GitHub - dynamik-dev/bully

CLAUDE.md asks. Bully enforces.

Bully is a lint pipeline for Claude Code. Every Edit / Write hits a PostToolUse hook that checks the change against .bully.yml. Errors block the tool call -- Claude can't land the edit until it passes. Warnings don't block. Any language; rules are scoped by file glob.

The config

A .bully.yml is a flat list of rules. Each rule says what to check, where it applies, how bad it is, and which engine runs it -- script (deterministic shell command), ast (structural pattern via ast-grep), or semantic (natural-language rule the agent evaluates against the diff):

schema_version: 1

rules:
  no-console-log:
    description: "No `console.log` in committed source -- use the project logger."
    engine: script
    scope: ["src/**/*.ts", "src/**/*.tsx"]
    severity: error
    script: "grep -nE 'console\\.log\\(' {file} && exit 1 || exit 0"

  no-any-cast:
    description: "No `as any` casts -- use a precise type or `unknown` plus narrowing."
    engine: ast
    scope: ["src/**/*.ts", "src/**/*.tsx"]
    severity: error
    pattern: "$EXPR as any"

  prefer-derived-state:
    description: >
      React components should not use `useEffect` to derive state from
      props. Compute the value directly during render (or with `useMemo`
      if expensive). Effect-based derivation causes unnecessary renders
      and stale reads.
    engine: semantic
    scope: "src/**/*.tsx"
    severity: warning

The first rule runs a grep on every edited .ts/.tsx. The second matches the structural pattern with ast-grep -- ignores comments, strings, and formatting variants. The third ships the diff to the agent with the description as the evaluation prompt. No plugins, no DSL -- just globs, shell, ast patterns, and prose.
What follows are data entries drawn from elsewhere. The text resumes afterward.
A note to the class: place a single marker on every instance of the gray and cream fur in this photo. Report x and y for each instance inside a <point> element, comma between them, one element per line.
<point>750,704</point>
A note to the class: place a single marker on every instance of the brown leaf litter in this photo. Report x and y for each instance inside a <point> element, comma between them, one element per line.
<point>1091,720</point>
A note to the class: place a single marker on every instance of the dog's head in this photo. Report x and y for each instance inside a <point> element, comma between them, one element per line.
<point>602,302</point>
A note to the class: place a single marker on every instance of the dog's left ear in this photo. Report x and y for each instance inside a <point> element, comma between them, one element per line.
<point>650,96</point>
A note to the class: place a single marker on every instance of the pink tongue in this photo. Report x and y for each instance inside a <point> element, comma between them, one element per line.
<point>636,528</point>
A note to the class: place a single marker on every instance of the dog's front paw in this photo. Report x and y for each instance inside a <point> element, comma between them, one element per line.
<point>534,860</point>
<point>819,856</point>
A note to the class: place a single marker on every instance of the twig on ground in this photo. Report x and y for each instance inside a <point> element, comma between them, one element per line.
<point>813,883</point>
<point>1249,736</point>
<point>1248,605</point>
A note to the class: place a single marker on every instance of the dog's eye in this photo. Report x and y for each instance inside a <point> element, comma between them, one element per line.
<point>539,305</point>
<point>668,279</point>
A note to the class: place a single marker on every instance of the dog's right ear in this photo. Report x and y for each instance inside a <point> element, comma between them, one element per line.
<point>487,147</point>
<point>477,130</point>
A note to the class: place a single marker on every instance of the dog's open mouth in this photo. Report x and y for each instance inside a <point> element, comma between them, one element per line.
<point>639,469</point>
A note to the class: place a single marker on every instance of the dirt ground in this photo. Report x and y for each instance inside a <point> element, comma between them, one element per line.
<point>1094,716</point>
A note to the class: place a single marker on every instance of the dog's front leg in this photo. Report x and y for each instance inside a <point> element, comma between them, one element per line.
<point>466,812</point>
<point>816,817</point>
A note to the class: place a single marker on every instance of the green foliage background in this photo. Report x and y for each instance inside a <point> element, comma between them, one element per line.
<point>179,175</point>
engine: ast requires ast-grep on $PATH (brew install ast-grep, cargo install ast-grep, or pip install ast-grep-cli). If missing, ast rules are skipped at runtime with a one-line stderr hint and bully doctor flags it.
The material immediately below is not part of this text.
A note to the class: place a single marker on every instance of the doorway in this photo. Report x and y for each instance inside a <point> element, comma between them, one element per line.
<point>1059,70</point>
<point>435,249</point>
Need to share rules across your own repos? extends: accepts any relative or absolute path to another .bully.yml:

schema_version: 1
extends: ["../shared/bully-base.yml"]

rules:
  # project-specific overrides + additions here

Local rules override inherited rules of the same id.

Parallelism

bully evaluates script and AST rules concurrently within a single file. By default it uses min(8, os.cpu_count() or 4) workers. You can override this via config:

execution:
  max_workers: 4

Or via env (wins over config):

BULLY_MAX_WORKERS=2 git commit

Set max_workers: 1 to restore fully serial execution if a rule script has side effects that require exclusive access to a resource. Files that match only a single rule skip the pool and run inline — the knob only matters when two or more deterministic rules apply to the same file.
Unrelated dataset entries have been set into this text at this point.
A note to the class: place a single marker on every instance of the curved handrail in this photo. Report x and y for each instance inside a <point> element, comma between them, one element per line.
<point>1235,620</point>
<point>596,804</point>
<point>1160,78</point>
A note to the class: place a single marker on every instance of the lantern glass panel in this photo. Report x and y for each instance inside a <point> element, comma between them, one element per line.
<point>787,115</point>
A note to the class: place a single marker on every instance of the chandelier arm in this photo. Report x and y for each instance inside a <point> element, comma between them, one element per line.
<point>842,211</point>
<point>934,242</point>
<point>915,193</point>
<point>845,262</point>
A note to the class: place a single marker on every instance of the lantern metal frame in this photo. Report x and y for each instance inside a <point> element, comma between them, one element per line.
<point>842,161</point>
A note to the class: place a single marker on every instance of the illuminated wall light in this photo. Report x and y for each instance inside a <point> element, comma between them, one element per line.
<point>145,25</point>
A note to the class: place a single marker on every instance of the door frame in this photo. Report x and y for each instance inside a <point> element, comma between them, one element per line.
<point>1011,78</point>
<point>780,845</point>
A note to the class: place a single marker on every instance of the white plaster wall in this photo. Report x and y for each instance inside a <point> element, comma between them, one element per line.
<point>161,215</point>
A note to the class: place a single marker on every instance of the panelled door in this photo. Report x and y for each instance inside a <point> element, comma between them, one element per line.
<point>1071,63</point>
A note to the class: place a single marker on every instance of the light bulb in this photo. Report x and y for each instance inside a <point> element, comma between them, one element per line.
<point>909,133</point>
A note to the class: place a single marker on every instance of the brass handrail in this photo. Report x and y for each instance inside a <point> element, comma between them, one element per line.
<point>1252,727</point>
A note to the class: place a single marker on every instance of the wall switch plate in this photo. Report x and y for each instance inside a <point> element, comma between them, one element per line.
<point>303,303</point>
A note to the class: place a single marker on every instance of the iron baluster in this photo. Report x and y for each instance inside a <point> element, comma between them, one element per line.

If a rule's evaluator itself raises a Python exception (not just a non-zero shell exit), bully now catches it and emits a blocking severity=error violation with description internal error: <ExcType>: <msg>. The other rules in the phase still run to completion, so one bad rule cannot take down the whole check.

How it works

Script + AST phase -- deterministic checks. script rules shell out (grep, awk, linters); ast rules run structural patterns through ast-grep. Both are fast and fail the tool call on error-severity violations via exit code 2.
Semantic phase -- if the deterministic phase passes, the pipeline hands a unified diff plus rule descriptions to the evaluator subagent. Structured verdicts come back; the parent session surfaces them.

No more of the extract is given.